What’s the difference between ZoSo and other Led Zeppelin tribute bands?Some of these Zeppelin bands that are out there have six members and say, “We do the studio cut.” Well, Led Zeppelin had four members. They say, “But it’s so hard.” It is hard to recreate it with four guys and make the sound that full.

There might be a slight difference in us to Zeppelin, but the sound is where it should be, and it’s hard to do. Zeppelin is a tough band. It is a band with massive dynamics. We can go from 90 dB to 102 in two notes.

Why pay 40 bucks to go see a band that has six to eight people and isn’t true to the original? That natural flow of things, the performance, the live, raw energy, it isn’t the same as the original. You might as well go see the symphony version of Led Zeppelin or listen to the album at home.

How did you know you had the swagger to become Zeppelin?We didn’t know what we could do until we tried doing it. There is always second guessing yourself – “I don’t know if I can do that.” But we tried, skinned our knees, and got up and tried again. You go until you feel like it is what it is supposed to be.

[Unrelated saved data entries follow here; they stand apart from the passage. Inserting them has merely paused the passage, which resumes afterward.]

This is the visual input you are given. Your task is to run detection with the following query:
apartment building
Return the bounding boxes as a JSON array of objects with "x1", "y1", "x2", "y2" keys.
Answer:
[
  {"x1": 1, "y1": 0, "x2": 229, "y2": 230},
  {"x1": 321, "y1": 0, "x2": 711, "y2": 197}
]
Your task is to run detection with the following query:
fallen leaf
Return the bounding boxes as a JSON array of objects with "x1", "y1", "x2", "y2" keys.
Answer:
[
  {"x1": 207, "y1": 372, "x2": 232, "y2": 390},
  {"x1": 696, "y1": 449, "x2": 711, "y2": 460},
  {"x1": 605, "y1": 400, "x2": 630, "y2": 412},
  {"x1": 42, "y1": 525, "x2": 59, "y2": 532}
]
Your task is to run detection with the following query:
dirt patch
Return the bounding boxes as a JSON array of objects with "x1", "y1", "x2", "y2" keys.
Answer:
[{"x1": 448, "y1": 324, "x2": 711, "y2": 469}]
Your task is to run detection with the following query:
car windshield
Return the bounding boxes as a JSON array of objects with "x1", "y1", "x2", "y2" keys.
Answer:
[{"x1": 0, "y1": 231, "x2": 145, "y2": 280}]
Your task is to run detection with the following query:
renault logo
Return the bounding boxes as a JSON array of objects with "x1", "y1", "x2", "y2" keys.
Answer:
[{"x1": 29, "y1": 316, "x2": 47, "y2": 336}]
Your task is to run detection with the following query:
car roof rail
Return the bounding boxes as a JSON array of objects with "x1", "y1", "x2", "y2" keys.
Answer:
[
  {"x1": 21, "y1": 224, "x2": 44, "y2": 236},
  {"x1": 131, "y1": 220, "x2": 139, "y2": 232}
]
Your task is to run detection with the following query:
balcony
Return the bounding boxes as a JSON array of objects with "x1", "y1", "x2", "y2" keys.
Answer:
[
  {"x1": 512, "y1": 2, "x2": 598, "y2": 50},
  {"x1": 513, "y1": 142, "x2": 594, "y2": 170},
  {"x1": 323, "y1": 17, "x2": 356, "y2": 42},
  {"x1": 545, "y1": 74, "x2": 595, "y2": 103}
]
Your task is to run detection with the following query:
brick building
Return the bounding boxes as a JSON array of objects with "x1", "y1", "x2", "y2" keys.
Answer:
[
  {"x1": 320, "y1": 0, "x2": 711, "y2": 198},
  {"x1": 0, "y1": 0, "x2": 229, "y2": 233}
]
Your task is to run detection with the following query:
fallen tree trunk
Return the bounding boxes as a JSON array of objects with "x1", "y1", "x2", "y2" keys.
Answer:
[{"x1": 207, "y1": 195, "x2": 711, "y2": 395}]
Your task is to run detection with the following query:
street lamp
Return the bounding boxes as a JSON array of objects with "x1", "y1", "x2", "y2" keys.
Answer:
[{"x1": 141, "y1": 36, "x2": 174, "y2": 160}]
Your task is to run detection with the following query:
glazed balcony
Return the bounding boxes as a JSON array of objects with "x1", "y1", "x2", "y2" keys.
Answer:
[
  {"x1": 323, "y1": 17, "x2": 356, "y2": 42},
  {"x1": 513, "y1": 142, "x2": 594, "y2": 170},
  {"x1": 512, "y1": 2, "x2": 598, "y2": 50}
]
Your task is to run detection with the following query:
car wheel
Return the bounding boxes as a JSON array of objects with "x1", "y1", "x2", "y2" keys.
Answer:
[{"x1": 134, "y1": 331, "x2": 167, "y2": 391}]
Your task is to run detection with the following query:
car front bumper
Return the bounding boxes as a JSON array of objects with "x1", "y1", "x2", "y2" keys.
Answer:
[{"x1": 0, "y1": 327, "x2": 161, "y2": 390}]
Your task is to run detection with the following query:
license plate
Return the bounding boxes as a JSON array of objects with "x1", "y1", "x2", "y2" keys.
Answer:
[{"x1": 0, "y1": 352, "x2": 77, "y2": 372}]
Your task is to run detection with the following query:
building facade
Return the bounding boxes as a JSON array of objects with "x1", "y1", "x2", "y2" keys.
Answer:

Is there competitiveness or community within the realm of tribute bands?(Laughs) It’s never been a damn community. Even the big-time guys. They would pal around but in the end it is about who is or can get bigger. Competition is rampant, but we didn’t pay attention to other bands, especially when we were coming up. We just wanted to play.

Was starting a tribute of Led Zeppelin different than starting an original band?We had no connections in the business. We didn’t have money … Our band is from the ground up like any other band that would go out there and live out of hotel rooms with two rooms and four band members, eating one meal a day, a hamburger or whatever, for two years at a time. You’re on the ramen noodle diet. Plus beer. It’s no different. You’re still a band new to most people every town you go to.

Do you mind that you’re portraying a 1970s character and there are smart phones across your audience breaking the vibe, recording you?It doesn’t bother me. In the old days, people used to take an 8MM to the show. They would bring their tape recorders. I think big-time artists don’t like it because people can see them for free, that’s what it’s all about … Why should they get mad if people who have already paid to see them decide to record? Everyone in the world can’t see you on a 40-date tour. They say, “Oh, well, we’ll release a live DVD and phones recording us ruins that.” That is absolute greed. In the old days, when bands were in their prime, people still recorded them. Not as much, the technology wasn’t as available, but it existed. They didn’t care because they sold out the show and sold albums. Why care about it now?

Have you ever met anyone in Led Zeppelin?Unfortunately, no. We’re always playing and they’re more elusive guys now.

Would it be terrifying if they came to a show?I would love it. I would love to meet them. I don’t think I would be as intimidated as when we first started. We’ve been doing it so long. I hope I do get to meet at least one of them.

People come up to us all the time and say, “Hey, man, check out this picture of me and Robert!” And I wanna be like “Come on! Get away from me, man!” [Laughs] I’m always working and I can’t go to events they do.

After 22 years and over 2,400 shows, what still charges you up about ZoSo?I love being a musician. I love being a performer, period. I love it. I loved it before I knew the corruption of it, the drugs, the drinking. I’m a purist at heart with it.

I am fortunate, very, very fortunate and I’ve worked to put myself in the position of being fortunate, that in the year 2017, I am playing in a rock band. This is an anomaly. I get to be in a rock band and play great music with great musicians in front of receptive people. One night it is in front of 2,000, the next night 500, the next 1,000. It doesn’t matter the size; I get to be a musician. I am living something a lot of musicians don’t get to, the dream of making a good living out of music that I enjoy playing … What’s there to be an asshole about? You get to play rock ‘n’ roll every night. It’s awesome.